China's industrial output slowed in August, while investment and retail sales both saw a slight growth. The slower growth can be attributed to the government's fresh efforts to cut industrial overcapacity and the hot weather, said Liu Aihua, a spokesperson for the National Bureau of Statistics.
The State Council Information Office holds a press conference on China's economic performance in August on Sept. 14. [Photo/China SCIO]
The country's value-added industrial output, an important economic indicator, grew by 6 percent in August compared to last year, down from the 6.4 percent in July, data from the National Bureau of Statistics (NBS) showed on Sept. 14.
On a monthly basis, industrial output in August rose 0.46 percent.
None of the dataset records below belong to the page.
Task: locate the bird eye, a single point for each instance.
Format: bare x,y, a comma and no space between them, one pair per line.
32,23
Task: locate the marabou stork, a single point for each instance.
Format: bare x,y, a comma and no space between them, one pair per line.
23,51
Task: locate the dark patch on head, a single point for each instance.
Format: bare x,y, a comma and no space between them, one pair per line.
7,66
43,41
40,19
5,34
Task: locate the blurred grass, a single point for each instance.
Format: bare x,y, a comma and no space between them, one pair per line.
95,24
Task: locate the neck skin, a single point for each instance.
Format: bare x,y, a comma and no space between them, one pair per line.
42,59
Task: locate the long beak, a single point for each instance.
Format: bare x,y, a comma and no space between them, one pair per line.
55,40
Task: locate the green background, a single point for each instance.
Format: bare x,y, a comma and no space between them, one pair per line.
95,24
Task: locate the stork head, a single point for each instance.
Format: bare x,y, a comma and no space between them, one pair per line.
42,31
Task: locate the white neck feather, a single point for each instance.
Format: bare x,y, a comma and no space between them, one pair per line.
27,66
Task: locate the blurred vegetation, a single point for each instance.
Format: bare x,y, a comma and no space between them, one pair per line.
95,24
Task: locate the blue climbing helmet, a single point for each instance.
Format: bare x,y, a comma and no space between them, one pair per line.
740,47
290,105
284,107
Fixed-asset investment, or spending on infrastructure and property, grew 7.8 percent year-on-year in the first eight months of this year, moderating from an 8.3 percent increase over the January-July period.
Retail sales rose by 10.1 percent in August from a year earlier, cooling from July's 10.4 percent pace, as China is trying to shift its economy toward a growth model driven by consumer spending, innovation and services, while weaning it off an over-reliance on exports and investment.
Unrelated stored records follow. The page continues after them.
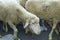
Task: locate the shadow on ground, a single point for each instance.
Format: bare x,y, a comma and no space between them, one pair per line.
23,36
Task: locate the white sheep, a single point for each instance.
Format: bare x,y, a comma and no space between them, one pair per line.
46,10
12,12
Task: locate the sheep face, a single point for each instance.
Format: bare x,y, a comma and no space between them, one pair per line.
34,26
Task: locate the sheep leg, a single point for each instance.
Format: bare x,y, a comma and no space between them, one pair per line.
5,28
15,30
0,35
56,31
53,28
44,25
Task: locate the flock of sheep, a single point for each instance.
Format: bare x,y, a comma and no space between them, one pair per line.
29,12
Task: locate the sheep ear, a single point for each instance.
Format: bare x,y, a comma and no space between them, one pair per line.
26,24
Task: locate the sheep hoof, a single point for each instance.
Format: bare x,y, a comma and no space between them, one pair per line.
45,29
15,38
50,38
0,36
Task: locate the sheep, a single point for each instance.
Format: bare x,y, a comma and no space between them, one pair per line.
12,12
46,10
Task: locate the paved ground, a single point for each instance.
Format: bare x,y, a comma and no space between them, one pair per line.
23,36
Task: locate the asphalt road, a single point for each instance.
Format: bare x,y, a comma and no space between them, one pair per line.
23,36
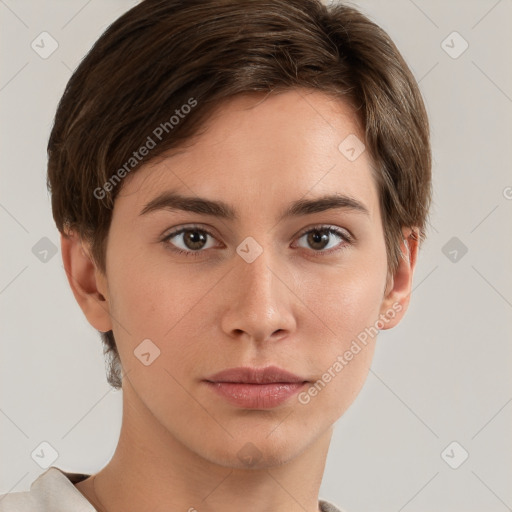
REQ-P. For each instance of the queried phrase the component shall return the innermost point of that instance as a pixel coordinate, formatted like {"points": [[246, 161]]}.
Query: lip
{"points": [[255, 388]]}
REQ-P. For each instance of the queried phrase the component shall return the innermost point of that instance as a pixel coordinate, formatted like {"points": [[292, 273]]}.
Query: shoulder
{"points": [[52, 491], [327, 506]]}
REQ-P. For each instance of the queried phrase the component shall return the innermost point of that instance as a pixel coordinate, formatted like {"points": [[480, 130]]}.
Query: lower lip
{"points": [[256, 396]]}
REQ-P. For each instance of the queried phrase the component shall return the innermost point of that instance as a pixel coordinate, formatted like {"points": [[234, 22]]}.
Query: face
{"points": [[298, 291]]}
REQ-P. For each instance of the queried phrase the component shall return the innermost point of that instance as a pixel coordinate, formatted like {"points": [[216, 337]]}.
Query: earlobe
{"points": [[87, 283], [398, 292]]}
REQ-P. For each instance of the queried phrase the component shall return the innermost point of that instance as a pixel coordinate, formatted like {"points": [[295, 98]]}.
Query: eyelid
{"points": [[343, 233]]}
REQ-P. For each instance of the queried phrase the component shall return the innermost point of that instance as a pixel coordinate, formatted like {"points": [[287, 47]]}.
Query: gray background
{"points": [[442, 375]]}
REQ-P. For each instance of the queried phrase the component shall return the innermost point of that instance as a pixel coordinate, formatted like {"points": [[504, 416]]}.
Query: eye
{"points": [[188, 240], [320, 238]]}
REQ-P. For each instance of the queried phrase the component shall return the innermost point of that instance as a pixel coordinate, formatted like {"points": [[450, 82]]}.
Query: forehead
{"points": [[258, 151]]}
Growth of private investment slowed to 6.4 percent in January-August from 6.9 percent in the first seven months of the year, suggesting small- and medium-sized private firms still face challenges in accessing financing.
Private investment accounts for about 60 percent of overall investment in China.
The government is targeting an annual economic growth of around 6.5 percent this year, down from the 6.7-percent pace seen in 2016.
In the first half of the year, the economy grew at a 6.9 percent year-on-year pace.
Liu said that Chinese economy remained on a steady and improving trend.